British inventor and businessman (born 1956)

Kane Kramer is a British inventor and businessman. He is credited with the initial invention of the digital audio player, in 1979.

==Invention of the DAP==

In 1981 Kramer filed for a UK patent for his newly conceived digital audio player, the IXI. UK patent 2115996 was issued in 1985, and was issued in 1987. The player was the size of a credit card with a small LCD screen and navigation and volume buttons and would have held data of at least 8 MB of solid-state bubble memory chip with a capacity of 3½ minutes' worth of audio. Plans were made for a 10-minute stereo memory card and the system was at one time fitted with a hard drive enabling over an hour of recorded digital music. His first investor was Sir Paul McCartney. Later, Kramer set up a company to promote IXI and five working prototypes were produced with 16-bit sampling at 44.1 kilohertz with the pre-production prototype being unveiled at the APRS Audio/Visual trade exhibition in October 1986. In a 2004 interview with The Guardian, Kramer stated that the company at the time had "orders worth £60 million" (value at current day) for the device from the recording industry. However, in 1988 a boardroom dispute within Kramer's company and the subsequent failure to raise the £60,000 required to renew the patent resulted in the patent lapsing and entering the public domain, though Kramer is still the owner of the designs.

==iPod testimony==
In 2008, Kramer was called as a witness by Apple Inc. to defend itself from charges of patent infringement for its iPod digital audio player.

==Current work==
Kramer is still professionally involved in the technology sector. He is the Chairman of the British Inventor's Society and Organizer of the British Invention Show & World Invention Awards. He acts as a technology advisor to International Clean Energy Circle (ICI) and a number of multinational companies. Kramer gives talks on innovation around the World, notably to the Directors at Argonne National Laboratory architects of the Manhattan Project, and Kramer followed Al Gore on the subject of climate change at the Royal Courts of Justice.

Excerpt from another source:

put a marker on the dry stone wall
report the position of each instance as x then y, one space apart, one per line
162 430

Kramer is director and executive producer of the film Disparity which completed filming in late 2018 followed with the production of a new TV series and film Humankind. Disparity: The Search for Real-Aid, a 100-minute documentary film and aid face-off, was Kramer's third production. The film was released in 23 October 2019. Other productions are 10CC Live in Concert at Wembley in 1982, his first, and The Sweet Live in Concert at the Marquee Club in London 1986, his second.